Progress 01/01/04 to 12/31/04

Outputs
The effects of fungicides on population size and development of fungicide resistance in the phylloplane yeast flora of creeping bentgrass (Agrositis palustris) was investigated. Azoxystrobin, chlorothalonil, flutolanil, and propiconazole were applied separately over a 6-week period to field plots of creeping bentgrass. Total and fungicide-resistant yeast populations were assessed by dilution plating onto either potato dextrose agar (PDA) or PDA amended with the test fungicides. Total yeast populations in the fungicide-treated plots were significantly lower than populations in check plots on three out of four sampling dates. In another test, azoxystrobin or propiconazole were applied twice to plots of bentgrass over 3 weeks. Significantly larger total yeast populations were detected compared to resistant and highly resistant populations for each treatment on each sample date. Total yeast populations were significantly higher in check plots compared with populations from either propiconazole- or azoxystrobin-treated plots on the first three of five sample dates. A collection of yeasts (N=114) with no prior exposure to fungicides was more sensitive to chlorothalonil, propiconazole, flutolanil, and iprodione than a second group (N=115) isolated from fungicide treated turfgrass.

Impacts
The results suggest that fungicide resistance among phylloplane yeasts is widespread and can be an important factor in the development of biological control agents for turfgrass disease.

Publications

• Allen, T.W., Quayyum, H.A., Burpee, L.L. and Buck, J.W. 2004. Effect of foliar disease on the epiphytic yeast communities of creeping bentgrass and tall fescue.

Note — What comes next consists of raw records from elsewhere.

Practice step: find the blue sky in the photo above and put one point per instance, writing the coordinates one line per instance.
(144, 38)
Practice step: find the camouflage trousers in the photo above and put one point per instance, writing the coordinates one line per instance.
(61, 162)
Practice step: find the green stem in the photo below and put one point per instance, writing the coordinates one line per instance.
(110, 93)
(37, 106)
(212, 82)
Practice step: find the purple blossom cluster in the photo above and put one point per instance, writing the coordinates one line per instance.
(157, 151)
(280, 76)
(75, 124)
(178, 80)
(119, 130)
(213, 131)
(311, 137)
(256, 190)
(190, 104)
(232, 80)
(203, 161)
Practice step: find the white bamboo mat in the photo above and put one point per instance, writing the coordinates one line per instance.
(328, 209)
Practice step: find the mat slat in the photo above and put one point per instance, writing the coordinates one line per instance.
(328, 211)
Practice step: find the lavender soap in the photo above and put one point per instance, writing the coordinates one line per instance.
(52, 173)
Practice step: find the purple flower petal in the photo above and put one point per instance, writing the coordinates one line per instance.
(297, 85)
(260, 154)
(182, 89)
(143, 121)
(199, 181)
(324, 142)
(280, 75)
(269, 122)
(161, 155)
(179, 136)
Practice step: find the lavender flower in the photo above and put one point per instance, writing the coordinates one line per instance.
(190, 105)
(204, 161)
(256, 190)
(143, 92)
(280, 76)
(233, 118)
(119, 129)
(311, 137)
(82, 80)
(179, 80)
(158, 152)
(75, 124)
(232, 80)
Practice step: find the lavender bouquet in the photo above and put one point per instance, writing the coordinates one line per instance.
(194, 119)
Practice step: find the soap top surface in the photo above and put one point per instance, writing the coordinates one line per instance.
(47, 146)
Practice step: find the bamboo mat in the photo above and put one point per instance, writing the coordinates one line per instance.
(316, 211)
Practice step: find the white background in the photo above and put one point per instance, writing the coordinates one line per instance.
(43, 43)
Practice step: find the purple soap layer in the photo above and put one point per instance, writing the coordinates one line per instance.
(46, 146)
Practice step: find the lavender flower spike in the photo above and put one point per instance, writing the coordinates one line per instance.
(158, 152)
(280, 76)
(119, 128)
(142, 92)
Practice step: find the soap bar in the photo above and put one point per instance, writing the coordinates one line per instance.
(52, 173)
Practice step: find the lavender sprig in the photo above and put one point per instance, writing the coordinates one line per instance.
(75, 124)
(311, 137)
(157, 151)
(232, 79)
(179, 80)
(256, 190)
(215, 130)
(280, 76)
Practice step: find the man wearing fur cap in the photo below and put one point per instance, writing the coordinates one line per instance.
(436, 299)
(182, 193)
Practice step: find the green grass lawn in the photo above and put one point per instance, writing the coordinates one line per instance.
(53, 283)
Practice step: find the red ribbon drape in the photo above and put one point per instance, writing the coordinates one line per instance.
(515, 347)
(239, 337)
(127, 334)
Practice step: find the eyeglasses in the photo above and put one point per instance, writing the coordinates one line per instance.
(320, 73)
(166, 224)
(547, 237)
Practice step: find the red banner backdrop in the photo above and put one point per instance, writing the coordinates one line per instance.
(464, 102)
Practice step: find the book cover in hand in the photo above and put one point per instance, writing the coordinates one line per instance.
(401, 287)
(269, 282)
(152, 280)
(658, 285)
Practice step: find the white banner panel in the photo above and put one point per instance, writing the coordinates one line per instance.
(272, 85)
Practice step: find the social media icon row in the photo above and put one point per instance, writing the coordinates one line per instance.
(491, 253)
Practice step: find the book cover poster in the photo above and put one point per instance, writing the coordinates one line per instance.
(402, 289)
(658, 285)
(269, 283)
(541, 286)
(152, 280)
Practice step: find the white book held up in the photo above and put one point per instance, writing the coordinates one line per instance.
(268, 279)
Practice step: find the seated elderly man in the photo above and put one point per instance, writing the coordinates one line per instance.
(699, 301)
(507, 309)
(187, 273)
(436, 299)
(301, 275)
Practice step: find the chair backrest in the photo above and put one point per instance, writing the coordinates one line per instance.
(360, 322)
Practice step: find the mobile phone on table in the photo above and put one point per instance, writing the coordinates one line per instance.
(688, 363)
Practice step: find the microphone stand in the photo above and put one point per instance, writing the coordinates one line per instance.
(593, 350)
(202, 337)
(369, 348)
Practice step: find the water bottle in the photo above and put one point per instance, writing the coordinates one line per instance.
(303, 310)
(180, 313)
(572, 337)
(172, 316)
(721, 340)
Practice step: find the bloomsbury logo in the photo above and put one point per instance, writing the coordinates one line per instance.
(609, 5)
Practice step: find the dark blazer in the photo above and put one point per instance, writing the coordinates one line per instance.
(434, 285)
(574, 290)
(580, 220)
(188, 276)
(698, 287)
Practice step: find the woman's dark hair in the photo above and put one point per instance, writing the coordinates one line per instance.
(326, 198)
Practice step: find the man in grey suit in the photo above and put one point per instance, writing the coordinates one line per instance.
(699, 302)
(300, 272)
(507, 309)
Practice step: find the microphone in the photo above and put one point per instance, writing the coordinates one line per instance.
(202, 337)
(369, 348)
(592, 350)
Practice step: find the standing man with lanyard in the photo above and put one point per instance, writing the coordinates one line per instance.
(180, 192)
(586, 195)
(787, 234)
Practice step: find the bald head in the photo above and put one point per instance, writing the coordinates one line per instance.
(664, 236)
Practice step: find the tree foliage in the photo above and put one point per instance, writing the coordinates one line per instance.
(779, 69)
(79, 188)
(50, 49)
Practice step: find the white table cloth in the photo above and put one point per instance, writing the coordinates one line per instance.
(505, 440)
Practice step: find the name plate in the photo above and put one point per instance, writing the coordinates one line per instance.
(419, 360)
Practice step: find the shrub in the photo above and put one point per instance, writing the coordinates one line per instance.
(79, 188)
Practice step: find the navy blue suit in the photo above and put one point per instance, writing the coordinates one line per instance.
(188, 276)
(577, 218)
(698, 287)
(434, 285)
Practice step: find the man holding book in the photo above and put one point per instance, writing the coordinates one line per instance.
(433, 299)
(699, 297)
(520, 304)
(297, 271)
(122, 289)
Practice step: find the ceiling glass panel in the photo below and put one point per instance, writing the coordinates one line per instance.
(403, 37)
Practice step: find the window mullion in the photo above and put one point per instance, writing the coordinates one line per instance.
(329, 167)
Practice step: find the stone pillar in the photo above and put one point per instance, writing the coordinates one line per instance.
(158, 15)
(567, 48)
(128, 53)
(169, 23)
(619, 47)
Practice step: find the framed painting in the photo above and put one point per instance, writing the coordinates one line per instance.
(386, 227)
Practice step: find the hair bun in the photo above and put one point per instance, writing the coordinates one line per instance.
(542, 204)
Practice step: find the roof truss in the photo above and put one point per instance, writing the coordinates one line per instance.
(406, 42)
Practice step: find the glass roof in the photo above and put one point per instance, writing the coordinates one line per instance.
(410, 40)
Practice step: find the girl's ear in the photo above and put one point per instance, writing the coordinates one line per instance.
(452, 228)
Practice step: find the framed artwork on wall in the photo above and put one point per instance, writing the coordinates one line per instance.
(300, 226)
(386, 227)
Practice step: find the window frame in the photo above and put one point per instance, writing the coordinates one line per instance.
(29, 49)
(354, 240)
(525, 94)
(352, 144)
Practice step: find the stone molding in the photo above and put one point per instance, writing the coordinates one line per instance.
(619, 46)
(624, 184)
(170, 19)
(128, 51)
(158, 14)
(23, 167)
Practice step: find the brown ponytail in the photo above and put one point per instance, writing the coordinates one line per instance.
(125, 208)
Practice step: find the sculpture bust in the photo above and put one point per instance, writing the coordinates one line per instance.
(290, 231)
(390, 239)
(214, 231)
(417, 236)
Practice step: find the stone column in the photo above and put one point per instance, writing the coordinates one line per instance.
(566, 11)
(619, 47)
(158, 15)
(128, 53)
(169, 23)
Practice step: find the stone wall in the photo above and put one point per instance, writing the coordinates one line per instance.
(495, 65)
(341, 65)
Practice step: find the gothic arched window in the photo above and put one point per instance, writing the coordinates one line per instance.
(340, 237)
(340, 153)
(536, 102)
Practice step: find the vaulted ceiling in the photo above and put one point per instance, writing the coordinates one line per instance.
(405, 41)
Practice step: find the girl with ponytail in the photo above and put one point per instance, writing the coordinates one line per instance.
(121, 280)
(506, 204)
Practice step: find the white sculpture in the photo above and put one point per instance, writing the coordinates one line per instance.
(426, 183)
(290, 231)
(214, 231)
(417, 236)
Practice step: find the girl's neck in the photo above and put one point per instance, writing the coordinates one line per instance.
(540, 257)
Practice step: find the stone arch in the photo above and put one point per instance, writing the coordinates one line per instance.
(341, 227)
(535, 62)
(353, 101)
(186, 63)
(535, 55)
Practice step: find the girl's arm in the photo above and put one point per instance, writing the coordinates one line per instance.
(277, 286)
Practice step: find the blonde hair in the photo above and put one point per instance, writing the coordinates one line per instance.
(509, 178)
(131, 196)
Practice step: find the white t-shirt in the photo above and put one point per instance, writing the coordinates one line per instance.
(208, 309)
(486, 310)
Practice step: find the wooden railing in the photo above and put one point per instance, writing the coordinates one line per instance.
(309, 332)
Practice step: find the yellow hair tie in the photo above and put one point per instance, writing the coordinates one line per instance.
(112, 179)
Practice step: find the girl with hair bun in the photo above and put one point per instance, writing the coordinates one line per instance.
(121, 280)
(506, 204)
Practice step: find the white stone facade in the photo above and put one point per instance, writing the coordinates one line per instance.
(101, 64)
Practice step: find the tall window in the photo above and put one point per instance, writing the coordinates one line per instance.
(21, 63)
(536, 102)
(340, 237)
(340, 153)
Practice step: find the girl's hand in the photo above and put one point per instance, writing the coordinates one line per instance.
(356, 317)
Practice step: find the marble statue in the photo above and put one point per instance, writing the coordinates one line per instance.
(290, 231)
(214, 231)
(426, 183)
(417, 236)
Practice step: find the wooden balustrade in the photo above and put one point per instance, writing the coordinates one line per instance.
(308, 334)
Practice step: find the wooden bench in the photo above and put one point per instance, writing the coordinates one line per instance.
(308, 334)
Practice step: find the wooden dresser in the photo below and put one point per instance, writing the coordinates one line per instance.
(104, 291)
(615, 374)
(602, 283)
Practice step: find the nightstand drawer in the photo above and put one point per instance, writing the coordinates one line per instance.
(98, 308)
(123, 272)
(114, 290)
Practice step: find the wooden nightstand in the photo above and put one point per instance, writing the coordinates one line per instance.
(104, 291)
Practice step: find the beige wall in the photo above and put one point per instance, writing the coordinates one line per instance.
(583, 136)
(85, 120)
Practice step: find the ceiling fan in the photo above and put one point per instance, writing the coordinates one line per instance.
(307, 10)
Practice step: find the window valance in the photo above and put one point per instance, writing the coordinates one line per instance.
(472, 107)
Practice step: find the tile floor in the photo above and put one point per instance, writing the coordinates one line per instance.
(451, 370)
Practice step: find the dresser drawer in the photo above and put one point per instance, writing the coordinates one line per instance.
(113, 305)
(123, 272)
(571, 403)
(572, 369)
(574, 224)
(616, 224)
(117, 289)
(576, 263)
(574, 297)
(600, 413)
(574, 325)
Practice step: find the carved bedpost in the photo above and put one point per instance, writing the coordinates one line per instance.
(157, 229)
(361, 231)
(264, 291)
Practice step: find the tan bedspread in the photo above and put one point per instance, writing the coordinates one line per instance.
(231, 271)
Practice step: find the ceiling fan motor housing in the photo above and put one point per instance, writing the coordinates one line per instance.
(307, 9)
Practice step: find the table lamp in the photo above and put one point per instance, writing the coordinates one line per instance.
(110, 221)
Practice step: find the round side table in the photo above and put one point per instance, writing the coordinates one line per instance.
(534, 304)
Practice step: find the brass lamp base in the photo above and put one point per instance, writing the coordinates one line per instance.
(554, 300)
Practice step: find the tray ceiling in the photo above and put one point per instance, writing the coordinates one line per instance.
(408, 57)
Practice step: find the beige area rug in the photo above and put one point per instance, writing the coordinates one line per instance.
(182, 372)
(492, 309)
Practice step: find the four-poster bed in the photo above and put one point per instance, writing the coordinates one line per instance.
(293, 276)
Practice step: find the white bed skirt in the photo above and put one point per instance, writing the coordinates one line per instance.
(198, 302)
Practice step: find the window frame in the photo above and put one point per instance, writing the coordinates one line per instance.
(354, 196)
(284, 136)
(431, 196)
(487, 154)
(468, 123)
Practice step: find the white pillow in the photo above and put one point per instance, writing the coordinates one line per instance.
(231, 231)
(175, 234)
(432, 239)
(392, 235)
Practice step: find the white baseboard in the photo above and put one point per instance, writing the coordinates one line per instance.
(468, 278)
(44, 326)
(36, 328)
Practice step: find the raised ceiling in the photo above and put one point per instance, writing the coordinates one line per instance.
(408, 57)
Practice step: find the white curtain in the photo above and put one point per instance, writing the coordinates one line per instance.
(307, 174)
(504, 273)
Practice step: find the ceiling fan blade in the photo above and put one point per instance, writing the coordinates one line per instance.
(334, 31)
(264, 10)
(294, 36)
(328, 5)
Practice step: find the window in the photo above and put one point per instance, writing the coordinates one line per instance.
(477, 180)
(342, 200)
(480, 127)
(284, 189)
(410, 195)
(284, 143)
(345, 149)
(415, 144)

Can J. Microbiol. 50: 853-860.
• Allen, T.W., Burpee, L.L., and Buck, J.W. 2004. Effect of foliar disease on epiphytic yeast populations of creeping bentgrass and tall fescue. Phytopathology 94: S3.
• Allen, T.W., Burpee, L.L., and Buck, J.W. 2004. Effect of overhead irrigation on phylloplane yeast populations on bentgrass and tall fescue. Phytopathology 94: S4.
• Pearce, M., Martinez-Espinoza, A.D., and Burpee, L.L. 2004. Diagnosis, characterization, and dynamics of turfgrass diseases in the commercial and homeowner setting in Georgia in 2002. Phytopathology 94: S146.
• Pearce, M.J., Martinez-Espinoza, A.D., and Burpee, L.L. 2004. Turfgrass disease characterizations in the state of Georgia before and after commercial disease management field trainings in 2002 and 2003. Phytopathology 94: S82.